In March of 1999 I made my first concrete plan of committing
suicide on my 40th birthday by (unoriginally) jumping off the Golden
Gate Bridge three months later. An intense calm surrounded this intention and
as the time drew closer, my only grave concern was making sure that I returned
my beautiful lab Casey back to her original owner who lived in Oakland at the
time. I sent my “note” to my AA sponsor (this decision was
made 12 years into my sobriety) David F, not realizing that he was going to
receive the note BEFORE I had actually
done it and would actually reach out to the person who I was returning the dog
to (whom he did not know when he received the note). When
I arrived in Oakland I ultimately had to face this friend who had been warned
of my intentions, and with my cover blown, ultimately I had to “back out” of my
intention to kill myself. In fact,
Casey, Jackie and I walked across the Golden Gate Bridge on my 40th
birthday. I think a picture of this day
exists somewhere but I can’t be sure.
At other times I have sought to purchase guns, drugs or air
hoses for the same intention, but I never “planned” another event. At times on high balconies or on remote dark
roads I have the same iterations as to how “easy” it might be to end my
perceived suffering but ultimately my fear of that “one moment” where I have to
actually inflict the harm deters me from actually doing it (so far). In that respect, I count myself lucky because
I have known several people who could take the next step beyond that fear.

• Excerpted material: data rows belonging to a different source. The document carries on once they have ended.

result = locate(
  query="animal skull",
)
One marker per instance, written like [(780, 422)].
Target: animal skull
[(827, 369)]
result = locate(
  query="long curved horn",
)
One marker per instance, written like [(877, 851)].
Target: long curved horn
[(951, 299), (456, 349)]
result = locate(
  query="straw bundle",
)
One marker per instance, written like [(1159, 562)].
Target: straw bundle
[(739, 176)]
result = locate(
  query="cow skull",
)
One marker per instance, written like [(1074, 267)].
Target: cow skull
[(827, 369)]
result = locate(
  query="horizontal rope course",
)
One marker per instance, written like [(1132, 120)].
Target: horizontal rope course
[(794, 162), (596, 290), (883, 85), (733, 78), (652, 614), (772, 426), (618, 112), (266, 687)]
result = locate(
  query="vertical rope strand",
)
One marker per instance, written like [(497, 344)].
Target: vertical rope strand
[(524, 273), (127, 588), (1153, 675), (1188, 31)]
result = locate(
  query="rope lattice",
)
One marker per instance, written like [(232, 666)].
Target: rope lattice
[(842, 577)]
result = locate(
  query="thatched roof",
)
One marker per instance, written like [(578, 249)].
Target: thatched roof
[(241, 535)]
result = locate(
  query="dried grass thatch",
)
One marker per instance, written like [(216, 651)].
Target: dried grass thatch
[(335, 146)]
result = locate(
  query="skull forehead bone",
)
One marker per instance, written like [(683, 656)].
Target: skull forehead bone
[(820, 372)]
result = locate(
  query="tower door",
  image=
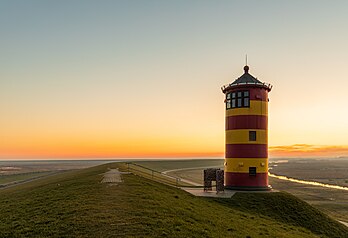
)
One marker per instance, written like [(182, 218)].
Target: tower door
[(252, 171)]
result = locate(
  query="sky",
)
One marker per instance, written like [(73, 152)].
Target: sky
[(142, 78)]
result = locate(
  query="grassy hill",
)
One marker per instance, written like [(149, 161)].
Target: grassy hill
[(76, 204)]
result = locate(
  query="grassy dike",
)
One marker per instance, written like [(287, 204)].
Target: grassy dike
[(76, 204)]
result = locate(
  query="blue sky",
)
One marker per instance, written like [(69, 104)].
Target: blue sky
[(91, 67)]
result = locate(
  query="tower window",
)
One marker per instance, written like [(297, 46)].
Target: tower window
[(252, 135), (252, 171), (237, 99)]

And now I know one more.
For those who wish they could have “heeded the call” or “paid
more attention” or “seen the warning signs” believe me when I tell you, from
personal experience, that the last thing I wanted was your personal
interference. What I NEEDED was your
personal interference, but it was certainly not what I wanted. I had come up with, what they say in AA, was
a permanent solution to a temporary problem but one that in its terrible
pretzel logic, solved the problem unequivocally once and for all. The
therapy, the medications, the self-help books, the boyfriends, the support communities were all just fussy
unfulfilling options to what was an exquisite and grotesque reconciliation with
the inner demons that insist this pain will never end. Those demons are profoundly wrong, but at any
given moment, who are we to know?
So I/we trudge on.
Perhaps trying to be a little kinder and a little more understanding and
we realize how difficult it is to be THAT ever vigilant and someone else falls
through those cracks or we fall through them ourselves. As Lynn Anderson once said “nobody promised
us a rose garden” but even if they did, we’d still have to be wary of the
pricks in it.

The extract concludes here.